July 30, 2025, 5:02 a.m. ET
Federal investigators on Wednesday are expected to begin providing the clearest picture yet of what went wrong earlier this year when an Army Black Hawk helicopter crashed into an American Airlines regional jet outside Washington, D.C., killing 67 people and touching off a crisis of confidence in air travel safety.
The National Transportation Safety Board, which has spent the last six months investigating the accident, is set to convene the first of three days of public hearings at 9 a.m. Eastern. Federal aviation safety officials, military brass and other parties involved in the crash are scheduled to testify about the events leading up to the midair collision near Ronald Reagan National Airport on the evening of Jan. 29.
The board is also expected to release approximately 10,000 pages of new documents related to the crash at the same time the hearing begins, including transcripts of the cockpit recordings from both American Airlines Flight 5342 and the Army Black Hawk and of the air traffic control transmissions to all aircraft in the area.

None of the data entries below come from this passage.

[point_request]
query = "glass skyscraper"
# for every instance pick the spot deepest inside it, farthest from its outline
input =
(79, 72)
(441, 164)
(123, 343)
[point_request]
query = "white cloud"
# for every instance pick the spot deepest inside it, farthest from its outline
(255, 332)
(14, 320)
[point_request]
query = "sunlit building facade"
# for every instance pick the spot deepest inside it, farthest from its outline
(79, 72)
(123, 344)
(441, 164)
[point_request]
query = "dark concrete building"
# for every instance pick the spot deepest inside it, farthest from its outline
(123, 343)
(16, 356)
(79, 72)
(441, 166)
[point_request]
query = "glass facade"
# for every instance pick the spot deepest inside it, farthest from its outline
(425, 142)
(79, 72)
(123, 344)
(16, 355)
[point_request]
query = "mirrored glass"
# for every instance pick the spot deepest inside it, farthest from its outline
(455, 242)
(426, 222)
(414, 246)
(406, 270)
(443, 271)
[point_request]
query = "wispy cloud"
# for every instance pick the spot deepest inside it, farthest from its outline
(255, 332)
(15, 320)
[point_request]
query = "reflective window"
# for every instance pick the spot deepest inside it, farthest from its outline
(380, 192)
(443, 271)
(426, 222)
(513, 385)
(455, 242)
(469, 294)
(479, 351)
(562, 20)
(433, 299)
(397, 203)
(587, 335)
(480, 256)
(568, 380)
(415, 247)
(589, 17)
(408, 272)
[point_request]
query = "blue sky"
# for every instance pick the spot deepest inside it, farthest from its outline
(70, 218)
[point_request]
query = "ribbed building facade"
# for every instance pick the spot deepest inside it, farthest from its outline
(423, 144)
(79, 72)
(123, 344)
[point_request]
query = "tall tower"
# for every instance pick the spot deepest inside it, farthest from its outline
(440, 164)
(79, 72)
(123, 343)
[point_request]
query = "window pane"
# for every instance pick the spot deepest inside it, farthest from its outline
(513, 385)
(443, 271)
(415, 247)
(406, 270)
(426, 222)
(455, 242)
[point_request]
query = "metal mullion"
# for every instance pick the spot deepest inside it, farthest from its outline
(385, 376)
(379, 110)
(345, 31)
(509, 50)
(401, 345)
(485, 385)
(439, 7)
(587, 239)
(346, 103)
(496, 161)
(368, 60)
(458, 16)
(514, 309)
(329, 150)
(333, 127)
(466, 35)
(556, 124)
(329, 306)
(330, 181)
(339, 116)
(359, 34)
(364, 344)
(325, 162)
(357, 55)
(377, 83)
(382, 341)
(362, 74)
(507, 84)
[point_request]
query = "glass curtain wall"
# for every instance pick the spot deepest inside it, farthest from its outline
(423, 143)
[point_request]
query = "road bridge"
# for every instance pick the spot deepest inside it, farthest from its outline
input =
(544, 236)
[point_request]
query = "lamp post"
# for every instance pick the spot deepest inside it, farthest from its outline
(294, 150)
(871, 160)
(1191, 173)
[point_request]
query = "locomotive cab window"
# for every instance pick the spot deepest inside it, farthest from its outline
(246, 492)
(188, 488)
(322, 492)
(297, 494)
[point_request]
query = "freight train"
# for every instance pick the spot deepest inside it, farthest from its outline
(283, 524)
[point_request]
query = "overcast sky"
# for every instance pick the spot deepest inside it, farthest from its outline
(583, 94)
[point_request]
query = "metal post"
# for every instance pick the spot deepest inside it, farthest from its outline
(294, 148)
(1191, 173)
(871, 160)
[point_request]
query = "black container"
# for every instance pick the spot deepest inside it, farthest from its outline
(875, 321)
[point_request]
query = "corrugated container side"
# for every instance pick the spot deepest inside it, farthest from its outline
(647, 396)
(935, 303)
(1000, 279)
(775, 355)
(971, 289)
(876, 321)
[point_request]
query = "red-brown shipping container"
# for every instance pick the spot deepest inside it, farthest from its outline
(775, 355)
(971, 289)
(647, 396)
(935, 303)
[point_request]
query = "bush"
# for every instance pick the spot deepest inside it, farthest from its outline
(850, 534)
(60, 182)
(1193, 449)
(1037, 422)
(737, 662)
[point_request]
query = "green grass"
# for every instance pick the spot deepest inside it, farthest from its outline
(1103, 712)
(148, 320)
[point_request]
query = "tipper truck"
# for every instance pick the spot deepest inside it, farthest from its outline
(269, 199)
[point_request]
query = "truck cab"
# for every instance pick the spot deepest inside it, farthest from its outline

The documents are also expected to include a combined transcript illustrating how all of those communications overlapped in real time, as well as factual reports about the air control tower, aircraft and the people involved in operating them that night.
Though the board already issued a preliminary report and urgent recommendations, and the Federal Aviation Administration has already implemented safety measures to reduce the risk of a similar episode in the nation’s capital, there are still a number of unanswered questions. They include why an Army helicopter on a pilot evaluation mission flew higher than was allowed in the vicinity of one of the nation’s most congested airports, what led to the air traffic control tower being understaffed that evening, and various communication failures that might have contributed to the fatal collision.
N.T.S.B. investigators are not expected to reach any conclusions about the cause of the accident, though the board’s chairwoman, Jennifer Homendy, has promised that those, and final safety recommendations, will be issued by next January.